Tuesday 18 May 2010

How does your garden grow?

I think, if you're a proper gardener, that there's always something needing to be done in the garden. Whether it's weeding the beds or mulching the borders, Gardener's World would have you believe that the world's not right until you've been out with the spade and the secateurs and to hang with any jobs from the real world.

There may well be a grain of truth in this. If, however, like me you're just messing about at it and trying your luck* then one can manage the incredible feat of pottering about and appearing simultaneously productive/constructive and yet shambolic and disorganised.

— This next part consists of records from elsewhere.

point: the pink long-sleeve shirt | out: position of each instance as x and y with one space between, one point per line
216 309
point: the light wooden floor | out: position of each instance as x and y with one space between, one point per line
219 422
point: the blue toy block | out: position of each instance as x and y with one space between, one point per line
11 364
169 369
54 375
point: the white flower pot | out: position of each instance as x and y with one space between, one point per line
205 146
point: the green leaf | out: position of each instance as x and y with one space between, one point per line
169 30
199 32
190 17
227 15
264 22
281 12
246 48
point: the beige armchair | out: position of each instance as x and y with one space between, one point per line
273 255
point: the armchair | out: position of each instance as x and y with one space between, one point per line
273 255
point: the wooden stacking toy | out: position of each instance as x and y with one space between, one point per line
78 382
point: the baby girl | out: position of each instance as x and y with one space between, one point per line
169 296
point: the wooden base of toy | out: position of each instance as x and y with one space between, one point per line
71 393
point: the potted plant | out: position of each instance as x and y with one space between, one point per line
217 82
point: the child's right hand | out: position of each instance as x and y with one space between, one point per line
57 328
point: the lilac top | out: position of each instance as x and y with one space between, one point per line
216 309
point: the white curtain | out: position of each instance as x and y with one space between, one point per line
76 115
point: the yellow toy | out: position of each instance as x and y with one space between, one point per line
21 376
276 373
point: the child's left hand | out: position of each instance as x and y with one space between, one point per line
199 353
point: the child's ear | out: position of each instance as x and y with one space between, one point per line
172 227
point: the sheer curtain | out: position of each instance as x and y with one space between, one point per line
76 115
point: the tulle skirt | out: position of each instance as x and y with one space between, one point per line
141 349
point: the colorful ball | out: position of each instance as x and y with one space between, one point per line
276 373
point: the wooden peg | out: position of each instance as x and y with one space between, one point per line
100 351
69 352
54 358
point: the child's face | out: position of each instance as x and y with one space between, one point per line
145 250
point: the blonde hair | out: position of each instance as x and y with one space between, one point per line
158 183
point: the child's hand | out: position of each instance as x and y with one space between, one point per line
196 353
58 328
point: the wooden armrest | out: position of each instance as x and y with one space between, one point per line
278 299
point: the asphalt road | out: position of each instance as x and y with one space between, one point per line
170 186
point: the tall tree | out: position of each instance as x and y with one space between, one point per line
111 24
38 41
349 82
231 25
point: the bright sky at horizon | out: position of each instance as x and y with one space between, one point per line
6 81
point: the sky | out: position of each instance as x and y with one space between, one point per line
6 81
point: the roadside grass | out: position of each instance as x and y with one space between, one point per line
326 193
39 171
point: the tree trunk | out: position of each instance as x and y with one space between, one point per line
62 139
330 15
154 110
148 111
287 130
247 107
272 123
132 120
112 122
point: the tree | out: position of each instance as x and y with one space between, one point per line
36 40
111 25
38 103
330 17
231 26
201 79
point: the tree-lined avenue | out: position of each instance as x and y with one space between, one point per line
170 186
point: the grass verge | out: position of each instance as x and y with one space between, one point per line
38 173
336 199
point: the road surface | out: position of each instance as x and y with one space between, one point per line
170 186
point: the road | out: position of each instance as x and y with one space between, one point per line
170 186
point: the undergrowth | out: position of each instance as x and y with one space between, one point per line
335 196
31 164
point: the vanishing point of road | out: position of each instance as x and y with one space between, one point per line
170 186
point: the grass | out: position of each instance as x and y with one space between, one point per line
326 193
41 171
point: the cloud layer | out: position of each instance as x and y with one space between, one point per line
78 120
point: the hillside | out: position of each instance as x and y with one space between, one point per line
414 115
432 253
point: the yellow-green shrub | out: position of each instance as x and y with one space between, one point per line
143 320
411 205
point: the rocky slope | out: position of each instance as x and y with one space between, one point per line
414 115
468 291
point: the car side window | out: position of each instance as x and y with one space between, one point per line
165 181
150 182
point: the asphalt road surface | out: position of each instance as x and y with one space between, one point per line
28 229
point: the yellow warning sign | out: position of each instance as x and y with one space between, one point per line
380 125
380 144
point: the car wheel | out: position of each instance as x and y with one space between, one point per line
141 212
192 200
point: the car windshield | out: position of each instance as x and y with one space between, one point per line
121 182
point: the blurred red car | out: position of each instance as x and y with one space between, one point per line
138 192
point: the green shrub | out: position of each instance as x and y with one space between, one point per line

This, of course, may be no bad thing. Too much anal retention can't be good for either the garden or the digestion. Are regimented rows of seedlings and well drilled lines of saplings really doing much to advance the cause of human happiness? Laissez-faire and devil may care, that's me.

Real gardeners (yes, retired folk really) would no doubt be horrified at my planting regime - points to consider: do I have space, do I have any soil/compost? Answer = yes? Bung in the seeds regardless of instructions to the contrary. I prefer to think of it as a kind of "control method", checking whether those seed packet instructions really are accurate is a true service to the horticulturist I think.

No, no, don't all rush to thank me. It was nothing...


* many years ago, the Beechgrove Garden used to talk about, what I took to be a form of cultivation called "keanamata gardening" - it's only recently I've discovered this seemingly exotic form of horticulture to be for the "keen amateur". Oh well, another bubble burst.